E. coli her zaman her yerdedir. Dışkı, gübre varsa E. coli vardır. Buzağının, kuzunun, oğlağın doğar doğmaz ilk karşılaşacağı mikroorganizma E. coli’dir.
E. coli sularla, hatta havadaki toz zerrecikleri ile dahi bulaşabilir. Gezinti yerlerinde çok miktarda bulunur. Ayrıca rahimden sızan sıvılarda da bolca yer aldığından gezinti yerlerine yayılır.
E. coli ile nasıl baş edebiliriz? Temel sürü yönetimi bilgisi ‘’kuru ve temiz’’ bir ortam sağlamaktır. Bunun dışında su tahlili yapılması, çevre dezenfeksiyonu, memelerin sağım öncesi ve sağım bitince daldırma solüsyonuna daldırılması alınabilecek olan başlıca önlemlerdir. Fakat E. coli’nin yaygın olması sebebiyle bütün bu önlemlere rağmen yavru ölümlerinden, mastitisten, ishallerden kurtuluş mümkün değildir.
Hastalık her şekilde hayvanları bulur. Hatta kuşlar bile taşıyabilir.
E. coli üzerinde etkili çok miktarda antibiyotik vardır. Ancak hastalığın şiddeti, akut hali tedaviye fırsat vermeyebilir. Ayrıca; antibiyotikler E. coli’yi öldürme yönünde etkili olsalar bile, toksinleri yok edemezler. O yüzden E. coli ile başa çıkmanın en akılcı yolu aşılama yapmaktır.

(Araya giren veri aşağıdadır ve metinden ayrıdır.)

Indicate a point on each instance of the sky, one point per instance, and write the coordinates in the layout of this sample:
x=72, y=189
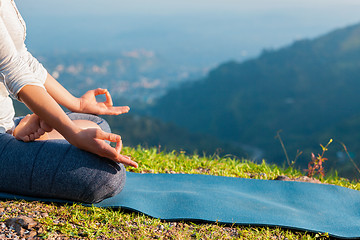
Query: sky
x=192, y=32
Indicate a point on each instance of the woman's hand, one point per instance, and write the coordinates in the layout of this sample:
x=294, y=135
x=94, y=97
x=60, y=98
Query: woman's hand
x=92, y=140
x=89, y=104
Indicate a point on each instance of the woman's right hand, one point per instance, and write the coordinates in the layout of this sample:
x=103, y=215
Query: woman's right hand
x=93, y=140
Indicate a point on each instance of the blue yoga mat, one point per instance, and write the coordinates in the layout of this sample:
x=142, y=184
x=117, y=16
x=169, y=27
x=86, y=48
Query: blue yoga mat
x=294, y=205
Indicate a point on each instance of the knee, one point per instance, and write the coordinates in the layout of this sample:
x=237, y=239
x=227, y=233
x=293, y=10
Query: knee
x=105, y=186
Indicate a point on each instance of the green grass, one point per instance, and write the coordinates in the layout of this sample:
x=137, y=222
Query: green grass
x=77, y=221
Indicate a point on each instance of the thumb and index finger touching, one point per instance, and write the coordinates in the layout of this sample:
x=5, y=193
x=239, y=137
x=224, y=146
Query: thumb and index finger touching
x=111, y=110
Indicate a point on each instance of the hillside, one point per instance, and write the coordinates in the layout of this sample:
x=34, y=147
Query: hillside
x=138, y=130
x=308, y=90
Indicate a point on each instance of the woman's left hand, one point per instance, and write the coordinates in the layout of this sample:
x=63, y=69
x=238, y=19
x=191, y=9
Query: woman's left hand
x=89, y=104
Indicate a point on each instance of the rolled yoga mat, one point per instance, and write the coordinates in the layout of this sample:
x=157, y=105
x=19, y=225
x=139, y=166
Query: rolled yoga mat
x=294, y=205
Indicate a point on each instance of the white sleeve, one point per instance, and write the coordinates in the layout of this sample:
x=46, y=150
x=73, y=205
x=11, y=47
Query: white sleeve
x=15, y=68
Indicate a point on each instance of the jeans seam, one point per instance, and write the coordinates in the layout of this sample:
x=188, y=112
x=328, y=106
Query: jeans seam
x=57, y=168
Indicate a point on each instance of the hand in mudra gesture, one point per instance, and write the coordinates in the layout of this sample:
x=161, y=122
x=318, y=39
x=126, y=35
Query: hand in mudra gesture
x=89, y=104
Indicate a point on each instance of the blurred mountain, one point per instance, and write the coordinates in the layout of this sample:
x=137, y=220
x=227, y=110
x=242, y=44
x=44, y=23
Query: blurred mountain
x=138, y=75
x=309, y=90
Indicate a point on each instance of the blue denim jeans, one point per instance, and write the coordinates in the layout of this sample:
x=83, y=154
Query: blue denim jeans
x=56, y=169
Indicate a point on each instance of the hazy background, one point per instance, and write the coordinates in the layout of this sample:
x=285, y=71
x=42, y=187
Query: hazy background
x=197, y=32
x=296, y=69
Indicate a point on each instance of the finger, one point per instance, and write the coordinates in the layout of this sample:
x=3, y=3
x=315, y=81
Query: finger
x=98, y=91
x=99, y=134
x=40, y=131
x=26, y=139
x=108, y=101
x=117, y=110
x=118, y=146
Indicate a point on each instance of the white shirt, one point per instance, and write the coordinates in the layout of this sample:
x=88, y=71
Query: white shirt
x=18, y=67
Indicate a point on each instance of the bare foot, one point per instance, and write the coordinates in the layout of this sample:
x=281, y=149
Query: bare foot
x=31, y=128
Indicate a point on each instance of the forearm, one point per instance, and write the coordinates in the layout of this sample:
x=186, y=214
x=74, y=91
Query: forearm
x=61, y=95
x=43, y=105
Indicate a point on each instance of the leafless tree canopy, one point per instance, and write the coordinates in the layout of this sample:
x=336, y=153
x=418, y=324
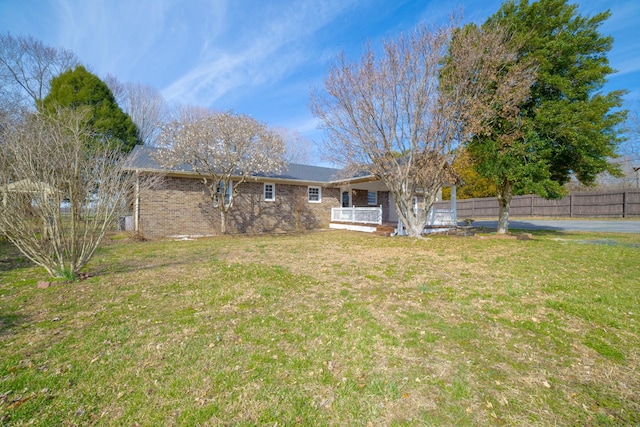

E. coli ülkemizde hayvan varlığını tehdit eden en büyük sorundur. Besi materyalimizi oluşturan erkek yavruları, damızlık materyalimizi oluşturan dişi yavruları çoğunlukla E. coli sebebiyle kaybediyoruz.
Çiftlik kayıplarının önlenmesi, hayvancılık sektörünün karlılığı, ülke hayvancılığının ileri seviyelere taşınması için E. coli’ye karşı aşılama yapmak, antiserum kullanmak alınabilecek en etkili önlemdir.